Griesemer evinces considerable talent in his depictions of London and the American East Coast as the haggard, unpredictable places they were during 1800’s. From the muddy quagmire of London streets in the winter to the fire-prone city center of New York and back to the sewage-filled air of London, Griesemer does a great job providing just the right details to stoke the reader’s imagination. The opening chapter is one of considerable strength, drawing most comparisons to the epics of Dickens. Griesemer brilliantly speaks of the throngs of people awaiting the launch of the world’s largest ship as though they are an ocean on which the giant ship will be sailing on, this ocean of humanity with its currents, ebbs, and undertows. Griesemer omits no pertinent detail about the event, from the local pub with its steamy windows, to the drunk and belligerent Germans, English, and Irish, to the mingling VIP’s who are dealing with the same rain and mud as the common folk. The writing is so vivid and descriptive that reading becomes a simultaneous task of reading the words on the page and watching the images he paints in one’s mind. But one flaw characterizes this powerful opening, a flaw epidemic to the whole book: the tone and foreshadowing effects of the boat launch are completely ignored and forgotten, and the rest of the story continues unaffected by this beautiful chapter. Griesemer has a painted a beautiful picture, but unfortunately one which does not blend well with other sections of the canvas.
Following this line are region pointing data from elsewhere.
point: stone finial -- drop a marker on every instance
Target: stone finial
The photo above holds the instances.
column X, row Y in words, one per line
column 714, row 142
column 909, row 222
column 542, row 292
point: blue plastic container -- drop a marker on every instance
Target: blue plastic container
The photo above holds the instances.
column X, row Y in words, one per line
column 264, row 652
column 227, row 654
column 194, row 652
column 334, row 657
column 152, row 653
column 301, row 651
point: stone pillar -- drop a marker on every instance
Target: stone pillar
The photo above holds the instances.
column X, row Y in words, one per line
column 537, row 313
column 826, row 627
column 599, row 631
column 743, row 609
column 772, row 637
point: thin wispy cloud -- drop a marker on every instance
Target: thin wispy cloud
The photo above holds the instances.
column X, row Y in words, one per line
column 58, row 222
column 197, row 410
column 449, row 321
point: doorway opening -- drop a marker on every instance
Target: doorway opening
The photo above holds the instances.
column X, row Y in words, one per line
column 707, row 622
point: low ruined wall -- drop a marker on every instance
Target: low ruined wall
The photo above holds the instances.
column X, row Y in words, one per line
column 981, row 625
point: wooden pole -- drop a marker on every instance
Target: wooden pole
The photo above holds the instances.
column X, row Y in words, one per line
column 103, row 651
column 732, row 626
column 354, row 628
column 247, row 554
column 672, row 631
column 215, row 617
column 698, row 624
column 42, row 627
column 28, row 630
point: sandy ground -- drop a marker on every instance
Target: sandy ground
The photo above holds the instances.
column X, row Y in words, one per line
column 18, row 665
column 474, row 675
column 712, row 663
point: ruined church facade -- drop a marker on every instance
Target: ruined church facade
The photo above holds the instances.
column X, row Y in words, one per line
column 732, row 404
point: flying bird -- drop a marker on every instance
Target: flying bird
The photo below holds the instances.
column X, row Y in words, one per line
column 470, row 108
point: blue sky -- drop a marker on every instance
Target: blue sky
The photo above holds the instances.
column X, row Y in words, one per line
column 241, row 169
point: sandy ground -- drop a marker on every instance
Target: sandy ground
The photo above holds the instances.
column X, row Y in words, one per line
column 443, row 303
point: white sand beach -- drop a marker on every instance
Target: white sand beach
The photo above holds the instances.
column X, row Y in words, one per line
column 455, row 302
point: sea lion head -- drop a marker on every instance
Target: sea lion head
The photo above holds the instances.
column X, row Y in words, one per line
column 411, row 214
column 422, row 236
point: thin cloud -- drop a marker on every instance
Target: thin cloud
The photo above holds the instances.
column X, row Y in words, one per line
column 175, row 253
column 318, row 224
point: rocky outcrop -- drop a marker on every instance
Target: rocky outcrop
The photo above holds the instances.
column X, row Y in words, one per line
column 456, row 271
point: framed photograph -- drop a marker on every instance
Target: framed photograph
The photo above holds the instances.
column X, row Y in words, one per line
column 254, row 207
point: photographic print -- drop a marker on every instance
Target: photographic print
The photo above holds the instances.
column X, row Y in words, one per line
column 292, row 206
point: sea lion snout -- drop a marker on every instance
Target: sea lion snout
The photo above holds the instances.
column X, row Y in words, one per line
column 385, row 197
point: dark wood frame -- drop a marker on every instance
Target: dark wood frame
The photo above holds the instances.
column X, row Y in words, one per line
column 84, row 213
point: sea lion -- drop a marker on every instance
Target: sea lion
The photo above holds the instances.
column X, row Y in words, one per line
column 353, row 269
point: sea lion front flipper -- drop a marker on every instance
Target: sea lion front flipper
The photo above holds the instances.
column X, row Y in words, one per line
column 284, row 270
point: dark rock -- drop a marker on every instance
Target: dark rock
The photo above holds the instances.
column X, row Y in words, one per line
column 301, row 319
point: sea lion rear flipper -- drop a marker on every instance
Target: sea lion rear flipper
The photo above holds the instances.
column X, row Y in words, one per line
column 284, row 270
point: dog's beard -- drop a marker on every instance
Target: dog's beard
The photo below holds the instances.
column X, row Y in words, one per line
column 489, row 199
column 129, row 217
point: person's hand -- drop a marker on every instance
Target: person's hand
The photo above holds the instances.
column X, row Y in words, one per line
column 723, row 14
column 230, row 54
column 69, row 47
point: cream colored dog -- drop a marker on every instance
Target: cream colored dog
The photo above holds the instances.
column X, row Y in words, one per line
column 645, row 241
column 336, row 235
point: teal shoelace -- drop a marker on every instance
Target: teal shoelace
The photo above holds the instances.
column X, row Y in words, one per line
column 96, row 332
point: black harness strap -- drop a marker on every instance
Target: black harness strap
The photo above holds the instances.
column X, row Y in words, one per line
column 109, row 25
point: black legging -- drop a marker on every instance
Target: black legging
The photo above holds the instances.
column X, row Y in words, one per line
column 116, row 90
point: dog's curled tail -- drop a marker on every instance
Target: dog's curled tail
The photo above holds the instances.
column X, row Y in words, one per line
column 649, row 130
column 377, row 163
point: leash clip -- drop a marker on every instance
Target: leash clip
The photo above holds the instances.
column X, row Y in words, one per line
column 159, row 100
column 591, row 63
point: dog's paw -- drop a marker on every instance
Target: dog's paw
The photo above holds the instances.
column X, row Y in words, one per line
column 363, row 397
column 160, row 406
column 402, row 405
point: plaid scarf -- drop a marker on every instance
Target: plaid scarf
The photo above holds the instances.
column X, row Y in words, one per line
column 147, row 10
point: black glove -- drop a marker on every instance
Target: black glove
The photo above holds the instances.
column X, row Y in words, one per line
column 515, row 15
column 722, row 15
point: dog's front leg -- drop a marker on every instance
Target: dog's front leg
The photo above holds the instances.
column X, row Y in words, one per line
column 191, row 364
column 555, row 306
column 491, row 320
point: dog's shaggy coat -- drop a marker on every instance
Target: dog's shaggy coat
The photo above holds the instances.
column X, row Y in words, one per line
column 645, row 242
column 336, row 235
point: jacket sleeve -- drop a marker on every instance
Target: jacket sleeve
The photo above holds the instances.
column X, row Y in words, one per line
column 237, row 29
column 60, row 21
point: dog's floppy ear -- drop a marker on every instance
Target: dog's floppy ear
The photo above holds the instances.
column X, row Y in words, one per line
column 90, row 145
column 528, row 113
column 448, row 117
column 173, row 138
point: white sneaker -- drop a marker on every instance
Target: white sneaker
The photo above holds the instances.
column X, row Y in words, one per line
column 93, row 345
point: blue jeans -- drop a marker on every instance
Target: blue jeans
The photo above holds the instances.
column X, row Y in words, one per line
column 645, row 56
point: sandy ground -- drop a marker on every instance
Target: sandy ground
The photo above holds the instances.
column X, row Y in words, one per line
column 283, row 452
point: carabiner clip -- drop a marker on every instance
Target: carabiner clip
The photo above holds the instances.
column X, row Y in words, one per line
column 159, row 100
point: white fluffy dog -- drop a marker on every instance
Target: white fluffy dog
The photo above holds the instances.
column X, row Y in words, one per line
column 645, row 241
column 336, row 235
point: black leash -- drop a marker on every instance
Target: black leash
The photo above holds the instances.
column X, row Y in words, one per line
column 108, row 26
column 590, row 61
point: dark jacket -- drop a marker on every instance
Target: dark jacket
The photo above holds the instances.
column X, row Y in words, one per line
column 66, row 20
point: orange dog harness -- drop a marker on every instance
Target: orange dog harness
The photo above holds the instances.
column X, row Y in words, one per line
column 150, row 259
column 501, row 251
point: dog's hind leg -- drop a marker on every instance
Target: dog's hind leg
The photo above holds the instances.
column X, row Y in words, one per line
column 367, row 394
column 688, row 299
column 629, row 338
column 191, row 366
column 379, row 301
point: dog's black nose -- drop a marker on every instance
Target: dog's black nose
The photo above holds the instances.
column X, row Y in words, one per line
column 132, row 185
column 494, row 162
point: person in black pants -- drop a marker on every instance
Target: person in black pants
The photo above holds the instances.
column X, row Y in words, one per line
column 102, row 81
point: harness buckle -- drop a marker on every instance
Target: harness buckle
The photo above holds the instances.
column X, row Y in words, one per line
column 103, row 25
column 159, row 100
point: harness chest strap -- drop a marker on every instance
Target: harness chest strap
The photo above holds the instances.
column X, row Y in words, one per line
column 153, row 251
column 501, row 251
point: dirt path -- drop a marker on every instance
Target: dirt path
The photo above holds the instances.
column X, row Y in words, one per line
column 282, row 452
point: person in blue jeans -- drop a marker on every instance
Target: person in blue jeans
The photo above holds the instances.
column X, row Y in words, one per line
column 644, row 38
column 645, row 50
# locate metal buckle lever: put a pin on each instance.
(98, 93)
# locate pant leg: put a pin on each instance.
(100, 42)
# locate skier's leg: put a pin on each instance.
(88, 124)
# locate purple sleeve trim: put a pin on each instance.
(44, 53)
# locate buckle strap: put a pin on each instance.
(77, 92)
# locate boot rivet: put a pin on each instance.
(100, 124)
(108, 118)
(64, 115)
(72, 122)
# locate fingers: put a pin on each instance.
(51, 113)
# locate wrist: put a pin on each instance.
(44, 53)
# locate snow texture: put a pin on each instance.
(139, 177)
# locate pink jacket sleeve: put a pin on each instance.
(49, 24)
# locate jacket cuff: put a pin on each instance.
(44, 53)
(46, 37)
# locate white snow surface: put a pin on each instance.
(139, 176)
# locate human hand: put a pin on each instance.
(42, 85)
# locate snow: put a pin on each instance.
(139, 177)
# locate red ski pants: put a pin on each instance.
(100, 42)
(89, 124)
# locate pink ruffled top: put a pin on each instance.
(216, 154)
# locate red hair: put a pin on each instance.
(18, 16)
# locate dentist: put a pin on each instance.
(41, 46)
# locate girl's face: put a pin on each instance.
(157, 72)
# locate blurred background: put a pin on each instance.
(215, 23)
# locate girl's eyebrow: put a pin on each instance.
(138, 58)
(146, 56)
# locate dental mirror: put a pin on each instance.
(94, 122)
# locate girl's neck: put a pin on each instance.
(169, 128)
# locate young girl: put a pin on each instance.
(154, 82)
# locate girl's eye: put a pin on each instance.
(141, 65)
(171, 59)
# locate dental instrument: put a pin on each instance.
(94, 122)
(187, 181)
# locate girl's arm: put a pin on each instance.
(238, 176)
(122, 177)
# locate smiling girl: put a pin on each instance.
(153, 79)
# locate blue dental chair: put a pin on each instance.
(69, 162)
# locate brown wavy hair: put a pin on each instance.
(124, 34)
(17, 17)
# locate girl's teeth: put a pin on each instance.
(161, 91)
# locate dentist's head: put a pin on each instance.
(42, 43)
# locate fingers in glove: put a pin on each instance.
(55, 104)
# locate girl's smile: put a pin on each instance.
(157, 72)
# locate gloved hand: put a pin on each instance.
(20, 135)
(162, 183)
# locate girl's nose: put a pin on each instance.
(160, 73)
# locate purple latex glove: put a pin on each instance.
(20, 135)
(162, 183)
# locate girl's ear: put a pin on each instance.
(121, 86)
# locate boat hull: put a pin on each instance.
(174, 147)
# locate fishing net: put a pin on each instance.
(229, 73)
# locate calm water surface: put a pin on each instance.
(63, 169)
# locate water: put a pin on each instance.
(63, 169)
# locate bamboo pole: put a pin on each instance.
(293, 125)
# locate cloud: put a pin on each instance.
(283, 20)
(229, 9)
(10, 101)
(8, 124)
Another flaw is Griesemer’s prioritization of his characters. For instance, the protagonist’s brother, Otis Ludlow, is treated as an afterthought through the first half of the book, the only introduction being a chapter on Otis’s strong spiritual side and a somewhat distracting travelogue. Eventually and rather abruptly Otis gains a prominent position in the story, despite the fact he had been estranged to his brother for some years, by gaining a post on the cable-laying expedition on the Atlantic. Conversely the introduction of Maddy, a prostitute whose place of business is literally under the River Thames, is thorough, timely, and well placed. Her introduction to the story is seamless and she earns her prominent place in the story. Maddy’s story is such that the reader cares about her, in part because of her ability to rise from below the Thames to become a London parvenu who finds happiness, success, and a life partner. Unfortunately, Maddy’s story is lost in the excitement of the conclusion and her eventual outcome is barely mentioned as a side note during the explanation of another character’s fate. How can a character who climbs out of the tunnels beneath the sewage-filled Thames to become a prominent socialite running one of London’s most respected brothels, a “fashionable and most tasteful establishment patronized by if not the very summit of London’s gentlemanly society, then at least by those on the upper slopes of it,” be treated as a mere afterthought at the conclusion of the story? Clearly priorities Griesemer has confused the priorities.

Griesemer is definitely an artist. Signal and Noise contains writing that borders on poetry, description so vivid one expects it could be the subject of a magazine shoot, and unique characters whose lives the reader gladly involves himself with. This being said, an epic book needs to always travel in one direction and keep the reader enthralled by having a smooth story and nothing more than a modicum of tangents. Signal and Noise fails at this. If you have some serious spare time and no books you have inkling at all to read, then I recommend this book. If that is not the case, I suggest picking up anything else on your “To Read” list.